Cost-effectiveness analysis of anlotinib plus penpulimab versus sorafenib in the treatment of unresectable hepatocellular carcinoma.
Jiefeng Luo, Zhengxiong Li, Chengxia Gui, Qiong Du, Jiyong Liu
Abstract
Open AccessThe APOLLO trial demonstrated that anlotinib plus penpulimab significantly prolonged progression-free survival (PFS) and overall survival compared to sorafenib in patients with unresectable hepatocellular carcinoma (HCC). However, its cost-effectiveness remains uncertain. This study aimed to evaluate the cost-effectiveness of this regimen from the perspective of the Chinese healthcare system. We constructed a partitioned survival model comprising three health states to evaluate the cost-effectiveness of anlotinib plus penpulimab versus sorafenib for unresectable HCC. Over a 10-y time horizon, we compared the total costs, quality-adjusted life years (QALYs), and incremental cost-effectiveness ratios (ICERs) between two groups. The robustness of the results was validated through one-way sensitivity analysis and probabilistic sensitivity analysis (PSA).

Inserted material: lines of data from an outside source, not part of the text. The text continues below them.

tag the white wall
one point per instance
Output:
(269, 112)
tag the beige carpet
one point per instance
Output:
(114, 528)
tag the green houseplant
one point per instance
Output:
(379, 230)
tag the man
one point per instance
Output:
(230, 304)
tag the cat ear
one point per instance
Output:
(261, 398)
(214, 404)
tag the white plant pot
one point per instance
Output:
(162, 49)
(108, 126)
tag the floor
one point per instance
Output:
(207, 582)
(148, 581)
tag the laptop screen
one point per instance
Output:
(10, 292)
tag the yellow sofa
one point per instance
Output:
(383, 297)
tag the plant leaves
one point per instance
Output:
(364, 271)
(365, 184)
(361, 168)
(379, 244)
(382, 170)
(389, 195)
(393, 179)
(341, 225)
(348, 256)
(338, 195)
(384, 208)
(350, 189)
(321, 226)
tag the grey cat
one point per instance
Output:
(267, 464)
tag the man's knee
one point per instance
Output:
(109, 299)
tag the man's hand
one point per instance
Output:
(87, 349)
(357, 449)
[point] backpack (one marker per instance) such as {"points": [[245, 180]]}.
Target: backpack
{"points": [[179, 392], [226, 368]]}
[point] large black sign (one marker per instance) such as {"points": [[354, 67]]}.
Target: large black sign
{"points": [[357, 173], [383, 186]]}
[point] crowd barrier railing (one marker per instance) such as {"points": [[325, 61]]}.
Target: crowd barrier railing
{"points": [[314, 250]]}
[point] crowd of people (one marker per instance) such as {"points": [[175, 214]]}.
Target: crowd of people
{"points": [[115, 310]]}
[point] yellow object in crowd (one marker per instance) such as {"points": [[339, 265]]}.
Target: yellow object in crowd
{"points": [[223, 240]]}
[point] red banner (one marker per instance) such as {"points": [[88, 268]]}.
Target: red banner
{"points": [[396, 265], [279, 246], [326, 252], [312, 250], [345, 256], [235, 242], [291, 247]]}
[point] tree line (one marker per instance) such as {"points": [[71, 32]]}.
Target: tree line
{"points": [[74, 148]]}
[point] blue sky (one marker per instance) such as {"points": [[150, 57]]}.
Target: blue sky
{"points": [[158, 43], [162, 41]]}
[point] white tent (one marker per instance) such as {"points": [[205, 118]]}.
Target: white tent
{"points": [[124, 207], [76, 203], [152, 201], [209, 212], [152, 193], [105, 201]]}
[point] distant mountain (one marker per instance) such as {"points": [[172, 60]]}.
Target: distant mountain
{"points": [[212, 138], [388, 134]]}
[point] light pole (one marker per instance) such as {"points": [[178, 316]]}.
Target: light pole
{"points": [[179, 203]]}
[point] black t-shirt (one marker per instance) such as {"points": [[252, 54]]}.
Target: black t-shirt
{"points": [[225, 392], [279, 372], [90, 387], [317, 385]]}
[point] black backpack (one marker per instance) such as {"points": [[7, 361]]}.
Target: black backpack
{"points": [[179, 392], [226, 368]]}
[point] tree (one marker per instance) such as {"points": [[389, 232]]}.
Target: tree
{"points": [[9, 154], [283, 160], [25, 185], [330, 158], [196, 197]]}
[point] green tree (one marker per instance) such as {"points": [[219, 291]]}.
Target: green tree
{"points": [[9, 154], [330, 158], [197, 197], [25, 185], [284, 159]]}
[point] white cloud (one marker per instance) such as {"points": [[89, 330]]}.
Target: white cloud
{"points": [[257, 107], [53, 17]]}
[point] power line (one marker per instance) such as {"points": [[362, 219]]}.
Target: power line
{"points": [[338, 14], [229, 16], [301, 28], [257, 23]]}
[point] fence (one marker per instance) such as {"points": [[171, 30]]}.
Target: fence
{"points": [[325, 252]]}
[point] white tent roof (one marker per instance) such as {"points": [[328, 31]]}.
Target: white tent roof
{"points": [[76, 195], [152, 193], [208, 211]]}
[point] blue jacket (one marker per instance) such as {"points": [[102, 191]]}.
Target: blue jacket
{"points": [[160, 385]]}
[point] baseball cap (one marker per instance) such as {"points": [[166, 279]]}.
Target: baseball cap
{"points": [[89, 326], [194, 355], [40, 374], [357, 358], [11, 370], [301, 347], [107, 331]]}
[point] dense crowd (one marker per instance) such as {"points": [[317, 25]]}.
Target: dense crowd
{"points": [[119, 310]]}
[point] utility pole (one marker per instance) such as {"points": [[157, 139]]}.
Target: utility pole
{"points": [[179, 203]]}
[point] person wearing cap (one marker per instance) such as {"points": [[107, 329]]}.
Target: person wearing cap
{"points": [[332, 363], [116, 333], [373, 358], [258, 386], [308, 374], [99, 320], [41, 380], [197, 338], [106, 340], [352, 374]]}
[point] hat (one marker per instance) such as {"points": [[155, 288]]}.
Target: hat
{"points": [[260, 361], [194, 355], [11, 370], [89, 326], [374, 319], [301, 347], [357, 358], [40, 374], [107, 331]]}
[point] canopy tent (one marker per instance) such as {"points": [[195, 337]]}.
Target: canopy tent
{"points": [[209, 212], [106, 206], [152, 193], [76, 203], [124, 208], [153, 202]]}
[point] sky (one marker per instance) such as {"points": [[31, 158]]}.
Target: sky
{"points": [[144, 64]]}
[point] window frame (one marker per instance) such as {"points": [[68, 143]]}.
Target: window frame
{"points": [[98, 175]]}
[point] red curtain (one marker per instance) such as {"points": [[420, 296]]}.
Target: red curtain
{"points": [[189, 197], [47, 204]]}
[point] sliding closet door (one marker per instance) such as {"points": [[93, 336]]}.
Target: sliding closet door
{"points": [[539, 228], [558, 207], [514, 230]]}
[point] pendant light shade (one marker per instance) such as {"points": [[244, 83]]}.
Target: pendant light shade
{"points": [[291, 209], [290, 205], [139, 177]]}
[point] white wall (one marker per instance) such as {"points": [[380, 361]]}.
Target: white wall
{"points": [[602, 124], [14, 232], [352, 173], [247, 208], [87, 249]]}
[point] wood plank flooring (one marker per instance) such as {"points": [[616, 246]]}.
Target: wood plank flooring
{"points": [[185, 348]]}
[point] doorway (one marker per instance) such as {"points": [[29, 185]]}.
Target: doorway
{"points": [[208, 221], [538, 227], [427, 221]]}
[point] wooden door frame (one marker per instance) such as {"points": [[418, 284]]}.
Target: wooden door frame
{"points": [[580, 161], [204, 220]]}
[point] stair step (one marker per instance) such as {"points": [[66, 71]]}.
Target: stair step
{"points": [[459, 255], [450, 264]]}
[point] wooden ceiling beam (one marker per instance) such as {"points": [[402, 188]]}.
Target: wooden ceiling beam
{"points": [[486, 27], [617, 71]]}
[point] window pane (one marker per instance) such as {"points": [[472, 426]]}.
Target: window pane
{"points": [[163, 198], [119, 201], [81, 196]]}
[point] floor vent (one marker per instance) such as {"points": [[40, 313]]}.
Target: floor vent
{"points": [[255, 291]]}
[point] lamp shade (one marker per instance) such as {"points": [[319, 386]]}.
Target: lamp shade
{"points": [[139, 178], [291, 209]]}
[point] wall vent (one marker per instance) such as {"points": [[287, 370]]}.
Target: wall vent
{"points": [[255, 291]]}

Compared to sorafenib, anlotinib plus penpulimab provided an additional 0.21 QALYs at an incremental cost of $18,194.86. This resulted in an ICER of $86,546.80/QALY. One-way sensitivity analysis revealed that the utility value for PFS exerted the greatest influence on the model results, followed by penpulimab prices and the disutility due to adverse events (grade ≥3) in the anlotinib plus penpulimab group. PSA indicated a 0% probability of the anlotinib plus penpulimab regimen being cost-effective at a willingness-to-pay threshold of $40,335/QALY. Scenario analysis results showed that the Patient Assistance Program of penpulimab could help the regimen achieve favorable cost-effectiveness. Compared with sorafenib, anlotinib plus penpulimab for unresectable HCC patients was unlikely cost-effective under the perspective of the Chinese healthcare system.